A tumor that starts in the adrenal gland is called a primary adrenal tumor, or it can begin in another organ, and then spread or metastasize to the adrenal glands. Whether the tumor is functioning or non-functioning will determine the symptoms exhibited and line of treatment adopted. There are primarily two types of adrenal gland tumors; adenoma and adrenocortical carcinoma.
The most common tumor, Adenoma is a noncancerous, non-functioning tumor of the adrenal cortex. This tumor if it is small does not need treatment and usually does not exhibit any symptoms. Adrenocortical carcinoma is a cancerous adrenal gland tumor that starts in the cortex. This type of tumor is rare and can be a functioning or non-functioning tumor.
Symptoms
Tumors of the adrenal gland manifest in the form of the following signs and symptoms:
  • High blood pressure
  • Diabetes
  • Low potassium level
  • Palpitations
  • Over-nervousness.
  • Panic attacks
  • Headache
  • Excessive perspiration
  • Weakness and adrenal fatigue
  • Abdominal pain
  • Unexplained weight gain or loss
Treatment Options
The treatment options for tumors of the adrenal gland involve surgery, chemotherapy or radiation and medical therapy. The surgical removal of the tumor is called an adrenalectomy. Laparoscopic surgery is undertaken if test and scans reveal that the tumor is not cancerous and the size of the tumor is relatively small (less than 5 cm).
Adrenalectomy, which is the surgical removal of the adrenal gland with the tumor, may be needed to treat the tumor. If the imaging scans show no evidence that it is cancerous, then laparoscopic surgery is carried out. Depending on the location of the tumor, the surgery may be performed from the back or abdomen.

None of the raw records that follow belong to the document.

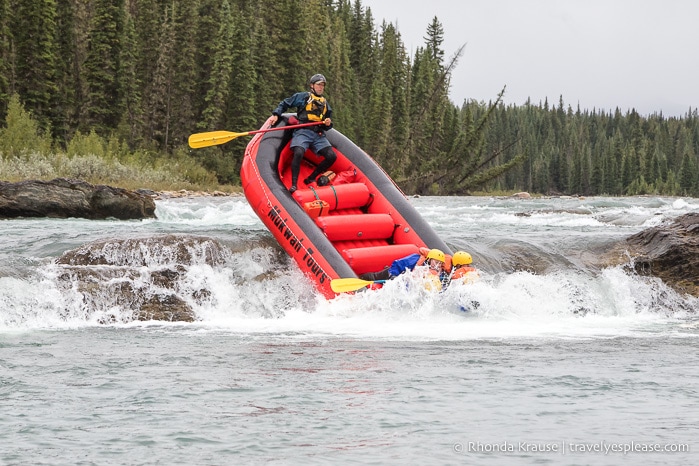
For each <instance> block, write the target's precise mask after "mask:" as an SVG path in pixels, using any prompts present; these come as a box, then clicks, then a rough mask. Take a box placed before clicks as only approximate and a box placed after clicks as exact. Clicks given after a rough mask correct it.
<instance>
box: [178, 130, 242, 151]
mask: <svg viewBox="0 0 699 466" xmlns="http://www.w3.org/2000/svg"><path fill="white" fill-rule="evenodd" d="M248 134H250V132H249V131H248V132H245V133H233V132H231V131H209V132H208V133H196V134H192V135H191V136H189V147H191V148H192V149H201V148H202V147H209V146H217V145H219V144H225V143H227V142H228V141H231V140H233V139H235V138H239V137H241V136H247V135H248Z"/></svg>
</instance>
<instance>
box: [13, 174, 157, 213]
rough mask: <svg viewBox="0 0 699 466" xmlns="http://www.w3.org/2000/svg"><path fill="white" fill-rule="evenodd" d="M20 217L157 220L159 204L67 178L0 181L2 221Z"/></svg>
mask: <svg viewBox="0 0 699 466" xmlns="http://www.w3.org/2000/svg"><path fill="white" fill-rule="evenodd" d="M17 217H52V218H69V217H77V218H89V219H95V220H98V219H106V218H116V219H119V220H132V219H143V218H154V217H155V201H154V200H153V197H151V196H149V195H146V194H144V193H140V192H136V191H129V190H126V189H122V188H113V187H111V186H105V185H92V184H90V183H87V182H85V181H81V180H71V179H66V178H57V179H55V180H51V181H39V180H28V181H20V182H17V183H9V182H4V181H0V219H3V218H17Z"/></svg>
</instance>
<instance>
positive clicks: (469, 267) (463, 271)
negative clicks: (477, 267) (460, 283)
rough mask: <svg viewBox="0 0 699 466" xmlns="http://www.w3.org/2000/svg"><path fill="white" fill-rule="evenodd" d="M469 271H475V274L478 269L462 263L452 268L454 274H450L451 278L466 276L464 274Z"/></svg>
mask: <svg viewBox="0 0 699 466" xmlns="http://www.w3.org/2000/svg"><path fill="white" fill-rule="evenodd" d="M471 272H475V273H476V274H478V271H477V270H476V268H475V267H471V266H470V265H462V266H461V267H459V268H458V269H456V270H454V274H453V275H452V276H451V279H452V280H456V279H458V278H463V277H465V276H466V274H468V273H471Z"/></svg>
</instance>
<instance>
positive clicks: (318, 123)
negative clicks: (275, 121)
mask: <svg viewBox="0 0 699 466" xmlns="http://www.w3.org/2000/svg"><path fill="white" fill-rule="evenodd" d="M322 124H323V122H322V121H314V122H311V123H301V124H300V125H289V126H277V127H276V128H267V129H258V130H255V131H246V132H244V133H233V132H231V131H209V132H208V133H196V134H192V135H191V136H189V147H191V148H192V149H201V148H202V147H209V146H217V145H219V144H225V143H227V142H228V141H232V140H233V139H235V138H239V137H241V136H248V135H250V134H257V133H267V132H269V131H279V130H282V129H295V128H305V127H306V126H316V125H322Z"/></svg>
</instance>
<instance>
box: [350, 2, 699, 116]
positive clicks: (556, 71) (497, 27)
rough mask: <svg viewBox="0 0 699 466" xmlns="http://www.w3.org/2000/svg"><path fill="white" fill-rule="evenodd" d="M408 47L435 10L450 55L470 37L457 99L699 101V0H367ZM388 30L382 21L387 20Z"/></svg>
mask: <svg viewBox="0 0 699 466" xmlns="http://www.w3.org/2000/svg"><path fill="white" fill-rule="evenodd" d="M362 5H364V7H365V8H366V7H369V8H371V11H372V14H373V16H374V21H375V23H376V25H377V29H379V28H380V25H381V23H382V22H383V21H384V20H386V22H389V23H393V24H397V26H398V31H399V32H400V33H401V36H402V39H403V42H404V44H405V47H406V49H407V50H408V52H409V53H410V54H411V56H412V55H413V52H414V50H415V48H416V47H418V46H424V36H425V35H426V30H427V26H428V24H429V23H431V20H432V18H433V17H434V16H437V18H438V19H439V21H440V22H441V23H442V25H443V27H444V43H443V44H442V45H443V49H444V51H445V56H446V57H447V58H449V57H451V56H452V55H453V54H454V53H455V52H456V51H457V50H458V48H459V47H460V46H461V45H463V44H466V47H465V49H464V53H463V54H462V56H461V59H460V60H459V63H458V65H457V68H456V69H455V70H454V72H453V74H452V85H451V99H452V101H453V102H454V103H455V104H457V105H460V104H461V103H462V102H463V100H464V99H476V100H478V101H486V102H487V101H488V100H492V99H494V98H495V97H496V96H497V94H498V92H499V91H500V90H501V89H502V87H503V86H505V85H506V86H507V89H506V91H505V99H504V101H505V103H506V104H516V105H521V104H523V103H524V102H525V101H526V100H527V98H528V97H530V98H531V100H532V102H533V103H536V104H538V103H539V102H543V101H544V99H545V98H547V97H548V101H549V104H554V105H557V104H558V100H559V97H560V96H563V101H564V103H565V104H566V107H567V106H568V105H571V106H572V107H573V109H576V108H577V106H578V104H579V105H580V108H581V109H588V110H592V109H593V108H596V109H598V110H599V109H604V110H614V109H615V108H617V107H619V108H620V109H621V110H622V111H623V112H624V113H625V112H626V111H627V110H629V109H631V108H635V109H636V110H637V111H638V112H639V113H641V114H643V115H649V114H652V113H655V112H660V111H662V112H663V115H665V116H682V115H684V114H685V113H686V112H687V110H688V109H689V107H692V109H696V108H697V107H699V1H697V0H363V1H362ZM379 30H380V29H379Z"/></svg>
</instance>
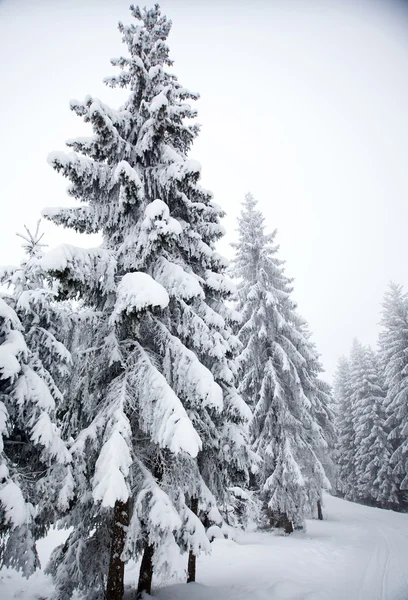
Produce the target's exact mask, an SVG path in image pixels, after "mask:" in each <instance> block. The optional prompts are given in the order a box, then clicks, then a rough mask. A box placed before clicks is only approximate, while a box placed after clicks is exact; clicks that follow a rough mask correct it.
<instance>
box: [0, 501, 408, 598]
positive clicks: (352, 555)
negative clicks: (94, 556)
mask: <svg viewBox="0 0 408 600" xmlns="http://www.w3.org/2000/svg"><path fill="white" fill-rule="evenodd" d="M324 513H325V520H324V521H308V522H307V533H295V534H293V535H291V536H287V537H285V536H283V535H279V534H276V533H270V532H251V533H237V535H236V539H235V541H232V540H226V539H216V540H215V541H214V542H213V543H212V544H211V546H212V554H211V555H210V556H205V555H204V556H202V557H200V558H199V560H198V564H197V583H195V584H191V583H190V584H184V583H177V580H172V581H166V582H157V581H156V582H154V590H153V597H155V598H157V600H406V598H408V560H407V548H408V514H399V513H395V512H392V511H386V510H380V509H376V508H369V507H365V506H361V505H358V504H353V503H351V502H346V501H344V500H340V499H339V498H334V497H332V496H328V495H326V496H325V507H324ZM62 535H63V534H62V532H60V531H54V532H51V534H50V535H49V537H48V539H46V540H44V541H41V542H40V544H39V552H40V558H41V559H42V563H43V564H44V565H45V562H46V560H47V558H48V556H49V554H50V551H51V549H52V547H53V545H55V544H56V543H61V541H62V539H61V536H62ZM177 560H178V561H179V564H180V568H182V567H184V566H185V564H186V560H187V559H186V556H184V557H177ZM137 575H138V565H136V564H134V563H130V564H129V566H128V568H127V584H128V587H129V590H130V588H131V587H133V588H134V586H135V584H136V581H137ZM181 579H182V575H181V574H180V580H181ZM51 591H52V584H51V580H50V578H49V577H48V576H46V575H44V574H43V573H42V572H39V573H36V574H35V575H33V577H31V578H30V580H29V581H26V580H25V579H23V578H22V577H20V576H19V575H17V574H16V573H14V572H13V571H10V570H2V571H0V598H2V599H3V598H4V600H14V599H15V598H18V599H19V600H39V599H40V598H45V599H48V598H49V597H50V595H51ZM129 598H130V593H129V594H128V595H126V594H125V599H126V600H128V599H129Z"/></svg>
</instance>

If the tumor is observed to be malignant, then chemotherapy is the preferred line of treatment to kill tumor cells. Radiation therapy is the use of high energy x-rays or other particles to kill tumor cells, depending on the stage and spread of malignancy. Side effects of the above mentioned treatment options may include fatigue, risk of infection, vomiting, diarrhea and loss of appetite.
Regular medical tests and physical examination are carried out as part of the post-treatment. The risk of developing a tumor in the other healthy gland is upwards of 10% for patients with an existing tumor of the adrenal gland. For this reason precisely, patients with existing tumors may need regular check-ups to detect any new tumor growth or monitor recovery.